WATCH | Teachers, high schoolers frustrated with condensed school schedules:
Wang-Martin also said that in 20 years of teaching she had never seen so many students "with mental health problems, just from the pure exhaustion of having to deal with not just a pandemic, but also with [the modified semester] learning model."
School trustee lauds return to normal
Cathy Abraham is president of the Ontario Public School Boards' Association and also a school board trustee in Clarington, Ont. Her organization had been advocating for a change and she says the return to normal is "really good news for students, and it's really good news for teachers."

Abraham believes that, depending on what timetable they have now, some boards could return even sooner than February, when the second term begins.
For instance, because it's using the modified semester system and has a high vaccination rate among 12- to 17-year-olds, she thinks Halton Regional District School Board is an example of one that could make a schedule change early.
Saskatoon commits for the year
Back in Saskatoon, however, it appears many high school students will continue with condensed timetables this school year.
Paul Janzen, superintendent of Saskatoon Public Schools, says local public health advice suggested it would be important to maintain some type of cohort system in advance of this fall. Saskatoon's quarter system is based on a blend of that advice and feedback from a survey given to students, teachers and caregivers on their experiences from last year's quint system.
"We told our schools three groups of students max per day to meet," Janzen said, noting that some high schools have been able to be creative in their scheduling of Grade 9 students, allowing them to take more than three courses at a time.

He says the district will be looking closely at academic data such as credit attainment rate from the recently completed first quarter, but says that there are no plans to make changes before the school year is through.
The district will go through the same feedback process as before and re-evaluate things after the school year, he said.
Meanwhile, Hopkins was inspired to act this past summer, starting a petition demanding his school board to return to normal semesters.
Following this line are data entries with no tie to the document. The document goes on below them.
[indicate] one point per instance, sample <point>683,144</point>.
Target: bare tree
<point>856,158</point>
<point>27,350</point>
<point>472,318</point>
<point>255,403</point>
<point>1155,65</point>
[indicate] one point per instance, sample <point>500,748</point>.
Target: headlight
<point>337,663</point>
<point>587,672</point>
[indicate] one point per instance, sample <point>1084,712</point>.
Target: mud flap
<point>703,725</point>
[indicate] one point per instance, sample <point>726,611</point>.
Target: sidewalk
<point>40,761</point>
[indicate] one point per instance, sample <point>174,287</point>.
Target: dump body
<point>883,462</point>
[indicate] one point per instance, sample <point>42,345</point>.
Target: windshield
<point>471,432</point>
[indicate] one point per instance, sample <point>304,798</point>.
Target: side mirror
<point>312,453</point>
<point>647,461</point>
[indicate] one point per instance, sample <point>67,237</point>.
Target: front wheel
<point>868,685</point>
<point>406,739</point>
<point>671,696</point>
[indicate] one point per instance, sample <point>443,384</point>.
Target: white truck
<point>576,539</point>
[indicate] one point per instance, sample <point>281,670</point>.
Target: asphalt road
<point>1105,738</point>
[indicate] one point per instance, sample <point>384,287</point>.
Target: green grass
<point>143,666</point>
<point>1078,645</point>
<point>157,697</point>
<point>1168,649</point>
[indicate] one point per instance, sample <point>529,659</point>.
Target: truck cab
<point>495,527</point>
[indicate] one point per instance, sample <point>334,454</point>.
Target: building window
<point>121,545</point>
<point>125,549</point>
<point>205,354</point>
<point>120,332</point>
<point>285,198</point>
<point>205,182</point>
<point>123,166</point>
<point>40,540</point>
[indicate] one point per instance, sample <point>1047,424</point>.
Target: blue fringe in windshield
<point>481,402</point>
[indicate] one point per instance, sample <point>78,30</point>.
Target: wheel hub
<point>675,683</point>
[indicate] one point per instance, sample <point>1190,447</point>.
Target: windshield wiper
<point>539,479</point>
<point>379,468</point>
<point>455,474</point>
While the academic impact of these changes have been challenging, the experience has given him new perspective.
"I used to be very privileged: I had a normal education, everything was fine, struggles were few and far between," he said.
"But now that I've had such a kind of experience where I've had such catastrophic impacts on myself, where I've gone through so much of this as a result of a timetable, I feel more empathetic to other people."